LibPcap packet loss

Source: Internet
Author: User
LibPcap packet loss problem-Linux Enterprise Application-Linux server application information. The following is a detailed description. Author: Yu Zhu

During this time, we checked the high packet loss rate of LibPcap. Many people mentioned this on the internet, but they always suspect that their problems are different from those of others.

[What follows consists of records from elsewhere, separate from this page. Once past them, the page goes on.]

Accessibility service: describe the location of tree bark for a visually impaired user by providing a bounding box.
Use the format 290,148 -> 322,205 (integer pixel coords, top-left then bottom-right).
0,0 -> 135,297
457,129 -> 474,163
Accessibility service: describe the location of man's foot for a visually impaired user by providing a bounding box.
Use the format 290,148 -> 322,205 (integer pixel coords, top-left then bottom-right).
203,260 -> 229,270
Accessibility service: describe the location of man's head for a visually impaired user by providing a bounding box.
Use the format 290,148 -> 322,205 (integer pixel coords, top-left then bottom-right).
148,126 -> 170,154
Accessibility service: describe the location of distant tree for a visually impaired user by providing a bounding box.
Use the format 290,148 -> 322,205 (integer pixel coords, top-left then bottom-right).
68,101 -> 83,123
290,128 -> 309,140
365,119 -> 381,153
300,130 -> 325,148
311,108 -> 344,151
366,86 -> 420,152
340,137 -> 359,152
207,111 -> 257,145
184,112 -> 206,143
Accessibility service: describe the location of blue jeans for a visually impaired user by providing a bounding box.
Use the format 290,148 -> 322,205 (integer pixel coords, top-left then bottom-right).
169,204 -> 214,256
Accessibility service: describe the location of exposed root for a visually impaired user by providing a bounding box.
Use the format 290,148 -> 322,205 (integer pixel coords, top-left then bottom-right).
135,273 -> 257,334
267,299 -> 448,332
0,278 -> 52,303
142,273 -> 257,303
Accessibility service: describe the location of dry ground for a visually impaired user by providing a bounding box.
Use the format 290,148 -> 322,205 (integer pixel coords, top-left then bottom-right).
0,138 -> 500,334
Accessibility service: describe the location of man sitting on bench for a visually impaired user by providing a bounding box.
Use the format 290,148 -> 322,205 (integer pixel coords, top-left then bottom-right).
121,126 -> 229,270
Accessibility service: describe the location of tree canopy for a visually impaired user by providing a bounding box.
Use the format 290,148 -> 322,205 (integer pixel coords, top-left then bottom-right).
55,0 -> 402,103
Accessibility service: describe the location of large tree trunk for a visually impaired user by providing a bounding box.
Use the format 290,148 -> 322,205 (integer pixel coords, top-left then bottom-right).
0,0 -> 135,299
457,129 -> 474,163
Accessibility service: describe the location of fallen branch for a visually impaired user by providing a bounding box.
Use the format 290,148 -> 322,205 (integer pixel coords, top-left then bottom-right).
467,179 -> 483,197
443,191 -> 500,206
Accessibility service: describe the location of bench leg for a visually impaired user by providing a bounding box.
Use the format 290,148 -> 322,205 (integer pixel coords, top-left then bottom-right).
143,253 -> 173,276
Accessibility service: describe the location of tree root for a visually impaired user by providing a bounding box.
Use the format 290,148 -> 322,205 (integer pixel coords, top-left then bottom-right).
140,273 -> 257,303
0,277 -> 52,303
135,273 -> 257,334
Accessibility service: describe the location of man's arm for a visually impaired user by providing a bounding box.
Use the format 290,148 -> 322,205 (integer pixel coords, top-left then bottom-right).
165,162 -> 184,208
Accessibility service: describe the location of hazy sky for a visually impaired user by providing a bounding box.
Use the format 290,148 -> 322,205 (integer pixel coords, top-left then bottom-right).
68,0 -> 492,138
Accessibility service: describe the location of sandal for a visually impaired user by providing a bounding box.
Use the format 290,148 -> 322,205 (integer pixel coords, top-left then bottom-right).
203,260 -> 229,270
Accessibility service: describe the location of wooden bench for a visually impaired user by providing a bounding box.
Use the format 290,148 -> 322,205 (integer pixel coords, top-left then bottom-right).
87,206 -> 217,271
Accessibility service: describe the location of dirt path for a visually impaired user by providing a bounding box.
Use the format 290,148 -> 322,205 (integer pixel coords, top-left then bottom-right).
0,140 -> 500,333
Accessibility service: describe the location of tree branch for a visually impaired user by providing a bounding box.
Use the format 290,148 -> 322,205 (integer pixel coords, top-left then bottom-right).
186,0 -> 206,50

Environment Description: Snapgear-3.5.0/kernel: linux-2.6.x/uClibc/Module: XSCALE/Intel IXP400/LibPcap-0.9.2/Snort-2.6.1.1

Test process: first set the board to the transparent bridge mode, and then let the Snort work in the logging mode (snort? A none-N), and then run Chariot TCP/High_Performance from eth1 (PC1)-> eth2 (PC2). The average speed is about 93 Mbps, And the Snort is interrupted after the entire script is run, displays Dropped: ≈ 86%. The packet loss rate was so terrible that I had to embark on the investigation journey.

Go to snapgear/user/snort/src and open. c. Find the Dropped source DropStats () and find that "Snort sorted ed" and "Dropped" are both obtained through pcap_stats (), So I think something is a bit bad.

For more information about LibPcap Packet loss, see Improving Passive Packet Capture: Beyond Device Polling (which can be found at http://luca.ntop.org. But what did the pioneers talk about? No, I have to check it out.

Then I commented out the pcap_setfilter () in snapgear/user/snort/src/snort. c/OpenPcap (). test again and the results are the same. So I asked snapgear/user/snort/src/snort. c/PcapProcessPacket () to return directly, and then tested the results without changing. I'm disappointed. Do I have to go to LibPcap? No way. Let's take a look.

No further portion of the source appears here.